The art of making charcoal--if, indeed, so crude a process is worthy of being dignified by the name of an art--dates back to a remote antiquity, and has been practiced with but little change for hundreds of years. It is true that some improvements have been recently made, but these relate to the recovery of certain volatile by-products which were formerly lost.

Every one is familiar with the appearance and characteristics of ordinary charcoal, yet I hope to show you this evening that we still have something new to learn about its qualities and the unexpected practical uses to which it may be applied.

We commonly regard charcoal as a brittle, readily combustible substance, but we have before us specimens in which these qualities are conspicuously absent. Here is a piece of carbonized cotton sheeting, which may be rolled or folded over without breaking, and, as you see, when placed in the flame of a Bunsen burner, the fibers may be heated white hot in the air, and when removed from the flame, the material shows no tendency to consume. Here, again, we have a piece of very fine lace, which has been similarly carbonized, and displays the same qualities of ductility and incombustibility.
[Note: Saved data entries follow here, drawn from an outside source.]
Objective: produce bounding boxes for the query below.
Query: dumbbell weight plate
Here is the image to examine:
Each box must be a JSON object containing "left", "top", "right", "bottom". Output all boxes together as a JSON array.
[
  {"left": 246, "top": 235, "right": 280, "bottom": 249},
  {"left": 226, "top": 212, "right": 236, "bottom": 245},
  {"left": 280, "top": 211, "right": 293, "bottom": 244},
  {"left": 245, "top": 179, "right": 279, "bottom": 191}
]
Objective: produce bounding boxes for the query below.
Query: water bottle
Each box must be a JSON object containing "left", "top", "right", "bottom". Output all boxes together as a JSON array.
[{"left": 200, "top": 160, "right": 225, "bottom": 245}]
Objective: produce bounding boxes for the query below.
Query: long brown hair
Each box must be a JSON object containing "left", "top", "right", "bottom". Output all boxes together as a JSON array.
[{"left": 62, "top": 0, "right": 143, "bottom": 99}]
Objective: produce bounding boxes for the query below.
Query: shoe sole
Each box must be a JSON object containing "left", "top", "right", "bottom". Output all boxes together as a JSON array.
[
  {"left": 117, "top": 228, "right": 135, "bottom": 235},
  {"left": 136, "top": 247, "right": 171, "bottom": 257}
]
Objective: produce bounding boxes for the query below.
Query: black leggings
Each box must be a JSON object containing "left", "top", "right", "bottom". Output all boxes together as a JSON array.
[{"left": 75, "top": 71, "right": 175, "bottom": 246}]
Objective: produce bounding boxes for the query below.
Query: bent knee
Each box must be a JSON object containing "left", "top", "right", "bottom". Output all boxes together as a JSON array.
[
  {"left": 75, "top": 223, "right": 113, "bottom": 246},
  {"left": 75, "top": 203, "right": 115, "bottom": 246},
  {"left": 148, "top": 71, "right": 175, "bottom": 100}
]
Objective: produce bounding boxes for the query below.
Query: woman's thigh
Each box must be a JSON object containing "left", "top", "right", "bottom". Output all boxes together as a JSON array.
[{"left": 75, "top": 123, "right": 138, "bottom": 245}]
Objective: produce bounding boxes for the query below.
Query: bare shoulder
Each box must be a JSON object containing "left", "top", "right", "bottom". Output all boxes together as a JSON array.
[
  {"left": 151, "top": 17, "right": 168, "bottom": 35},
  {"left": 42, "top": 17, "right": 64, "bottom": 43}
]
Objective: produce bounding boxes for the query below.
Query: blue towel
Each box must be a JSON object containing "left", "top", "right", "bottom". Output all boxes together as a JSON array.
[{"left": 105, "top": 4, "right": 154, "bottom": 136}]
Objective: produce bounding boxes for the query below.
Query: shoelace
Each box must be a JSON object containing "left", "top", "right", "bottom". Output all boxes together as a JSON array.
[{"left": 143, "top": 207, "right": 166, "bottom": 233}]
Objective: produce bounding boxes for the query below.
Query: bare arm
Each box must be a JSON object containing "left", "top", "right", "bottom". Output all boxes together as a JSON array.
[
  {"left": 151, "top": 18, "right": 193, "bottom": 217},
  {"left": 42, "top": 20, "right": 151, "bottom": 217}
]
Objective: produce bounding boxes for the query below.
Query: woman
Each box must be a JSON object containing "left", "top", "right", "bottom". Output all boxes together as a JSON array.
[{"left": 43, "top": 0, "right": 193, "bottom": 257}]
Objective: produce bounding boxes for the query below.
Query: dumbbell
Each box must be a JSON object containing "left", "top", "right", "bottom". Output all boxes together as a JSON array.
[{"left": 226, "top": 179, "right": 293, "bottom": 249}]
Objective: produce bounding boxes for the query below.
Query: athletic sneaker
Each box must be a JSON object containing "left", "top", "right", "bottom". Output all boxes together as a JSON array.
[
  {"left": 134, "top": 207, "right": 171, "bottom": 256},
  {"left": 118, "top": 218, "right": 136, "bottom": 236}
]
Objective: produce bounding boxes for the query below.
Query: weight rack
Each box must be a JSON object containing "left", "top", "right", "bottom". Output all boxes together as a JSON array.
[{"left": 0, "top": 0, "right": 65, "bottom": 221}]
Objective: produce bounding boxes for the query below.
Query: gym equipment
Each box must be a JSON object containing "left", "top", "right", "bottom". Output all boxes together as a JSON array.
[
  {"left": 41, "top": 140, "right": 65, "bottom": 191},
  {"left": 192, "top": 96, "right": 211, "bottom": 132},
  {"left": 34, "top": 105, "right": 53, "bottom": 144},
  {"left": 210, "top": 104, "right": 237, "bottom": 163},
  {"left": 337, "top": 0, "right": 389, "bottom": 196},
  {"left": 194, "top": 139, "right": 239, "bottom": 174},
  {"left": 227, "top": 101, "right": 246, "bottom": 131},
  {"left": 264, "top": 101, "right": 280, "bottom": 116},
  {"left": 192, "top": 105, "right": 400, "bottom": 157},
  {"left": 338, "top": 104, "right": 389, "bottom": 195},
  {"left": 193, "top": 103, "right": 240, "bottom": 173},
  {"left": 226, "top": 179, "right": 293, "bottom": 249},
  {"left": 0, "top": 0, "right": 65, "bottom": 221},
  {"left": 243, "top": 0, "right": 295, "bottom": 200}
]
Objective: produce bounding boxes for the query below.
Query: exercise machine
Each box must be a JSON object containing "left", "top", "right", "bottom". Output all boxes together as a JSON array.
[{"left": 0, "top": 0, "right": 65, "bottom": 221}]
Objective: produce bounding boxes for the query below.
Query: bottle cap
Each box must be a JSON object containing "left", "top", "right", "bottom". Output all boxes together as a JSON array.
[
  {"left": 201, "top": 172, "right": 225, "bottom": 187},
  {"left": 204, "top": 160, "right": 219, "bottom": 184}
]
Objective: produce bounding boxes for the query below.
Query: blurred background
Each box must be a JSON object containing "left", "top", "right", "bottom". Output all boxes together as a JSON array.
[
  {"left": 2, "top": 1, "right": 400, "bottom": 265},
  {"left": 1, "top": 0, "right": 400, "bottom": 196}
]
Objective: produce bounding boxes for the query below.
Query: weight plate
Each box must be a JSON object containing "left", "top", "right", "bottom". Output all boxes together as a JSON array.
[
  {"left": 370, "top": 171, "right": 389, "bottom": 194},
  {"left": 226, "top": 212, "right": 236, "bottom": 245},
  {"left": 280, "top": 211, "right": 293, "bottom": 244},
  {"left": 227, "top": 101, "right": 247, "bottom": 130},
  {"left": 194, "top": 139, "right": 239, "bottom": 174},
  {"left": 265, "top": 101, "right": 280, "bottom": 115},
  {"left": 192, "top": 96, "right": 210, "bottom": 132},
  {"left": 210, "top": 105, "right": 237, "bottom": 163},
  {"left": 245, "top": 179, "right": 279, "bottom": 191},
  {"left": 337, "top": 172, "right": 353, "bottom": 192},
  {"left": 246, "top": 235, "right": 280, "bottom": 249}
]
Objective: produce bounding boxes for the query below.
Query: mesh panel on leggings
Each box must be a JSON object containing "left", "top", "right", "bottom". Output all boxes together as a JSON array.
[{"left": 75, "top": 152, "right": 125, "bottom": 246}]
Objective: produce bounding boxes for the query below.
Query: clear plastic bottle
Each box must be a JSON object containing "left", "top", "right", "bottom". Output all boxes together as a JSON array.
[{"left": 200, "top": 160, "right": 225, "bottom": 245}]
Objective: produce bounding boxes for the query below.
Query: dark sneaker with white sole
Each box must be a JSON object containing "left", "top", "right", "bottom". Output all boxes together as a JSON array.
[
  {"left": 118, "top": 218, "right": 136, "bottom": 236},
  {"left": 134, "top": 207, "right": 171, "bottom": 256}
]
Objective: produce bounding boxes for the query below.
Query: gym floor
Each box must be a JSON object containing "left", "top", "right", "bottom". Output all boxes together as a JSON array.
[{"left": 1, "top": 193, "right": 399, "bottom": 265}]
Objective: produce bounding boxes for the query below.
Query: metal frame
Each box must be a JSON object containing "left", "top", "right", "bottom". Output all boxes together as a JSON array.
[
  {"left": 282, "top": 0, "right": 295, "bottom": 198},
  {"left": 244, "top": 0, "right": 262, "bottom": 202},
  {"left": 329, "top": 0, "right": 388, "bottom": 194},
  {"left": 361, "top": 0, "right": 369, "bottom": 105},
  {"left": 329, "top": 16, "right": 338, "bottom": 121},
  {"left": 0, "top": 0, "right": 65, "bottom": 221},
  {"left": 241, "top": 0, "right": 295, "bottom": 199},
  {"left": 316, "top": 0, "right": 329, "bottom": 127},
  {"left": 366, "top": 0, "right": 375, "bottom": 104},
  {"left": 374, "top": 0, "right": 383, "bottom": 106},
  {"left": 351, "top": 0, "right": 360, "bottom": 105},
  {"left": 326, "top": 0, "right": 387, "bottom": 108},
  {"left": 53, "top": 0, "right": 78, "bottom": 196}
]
These carbonized fabrics may be subjected to much more severe tests with impunity; and when I tell you that they have been exposed to a bath of molten iron without injury, you will readily admit that they possess some qualities not ordinarily associated with charcoal. When removed from the mould in which they were placed after the iron casting had cooled, not a single fiber was consumed, but upon the face of the casting there was found a sharp and accurate reproduction of the design, thus forming a die. This die may be used for a variety of purposes, such as embossing leather, stamping paper, sheet metal, etc., or for producing ornamental surfaces upon such castings.

Some of the carbonized fabrics displayed upon the table are almost as delicate as cobwebs, and one would naturally suppose that when a great body of molten metal is poured into a mould in which they are placed, they would be torn to fragments and float to the surface even though they were unconsumed, yet such is not the case. I have found in practice that the most delicate fabrics may be subjected to this treatment without danger of destruction, and that no special care is needed either in preparing the mould or in pouring the metal.

By the aid of the megascope, the enlarged images of some of these castings, showing the delicate tracery of the patterns, will now be projected upon the screen, and you can all see how perfectly the design is reproduced.

In these experiments, the mould was made in "green sand" in the ordinary manner, and the fabric laid smoothly upon one face, being cut slightly larger than the mould, in order that it might project over the edge, so that when the moulding flask was closed, the fabric was held in its proper position. As the molten metal flowed into the mould, it forced the fabric firmly against the sand wall, and when the casting was removed, the carbonized fabric was stripped off from its face without injury. In this way several castings have been made from one carbonized material.

These castings are as sharp as electrotypes, whether made of soft fluid iron or of hard, quick-setting metal. This peculiarity is owing to the affinity between molten iron or steel and carbon. The molten metal tends to absorb the carbon as it flows over it, thus causing the fabric to hug the metal closely. It is somewhat analogous to the effect of pouring mercury over zinc. You know that when mercury is poured upon a board, it runs in a globular form, it does not "wet" the board, so to speak; but when poured upon a plate of clean zinc, it flows like water and wets every portion of the zinc, or, as we say, it amalgamates with the zinc. So when molten iron is poured into an ordinary sand mould, which has been faced with this refractorily carbonized fabric, it wets every portion of it, tending to absorb the carbon, and doubtless would do so if it remained fluid long enough, but as the metal cools almost immediately, there is no appreciable destruction of the fibers.

The casting which I shall now exhibit represents a very interesting and novel experiment. In this case, the piece of lace, having open meshes a little larger than a pin's head, instead of being laid upon one face of the mould, was suspended in it in such a way as to divide it into two equal parts. Two gates or runners were provided, leading from the "sinking head" to the bottom of the mould, one on each side of the lace partition. The molten iron was poured into the sinking head, and flowing equally through both runners, filled the mould to a common level. The lace, which was held in position by having its edges embedded in the walls of the mould, remained intact. When the casting was cold, it was thrown upon the floor of the foundry and separated into two parts, while the lace fell out uninjured, and the pattern was found to be reproduced upon each face of the casting.

The question naturally arises, Why did not the iron run through the holes and join together? The answer may be found in the fact that the thin film of oxide of iron, or "skin," as it is popularly called, which always forms on the surface of molten iron, was caught in these fine meshes, and thus prevented the molten metal from joining through the holes. I have repeated the experiment a number of times, and find that the meshes must be quite small (not over one fiftieth of an inch), otherwise the metal will reunite.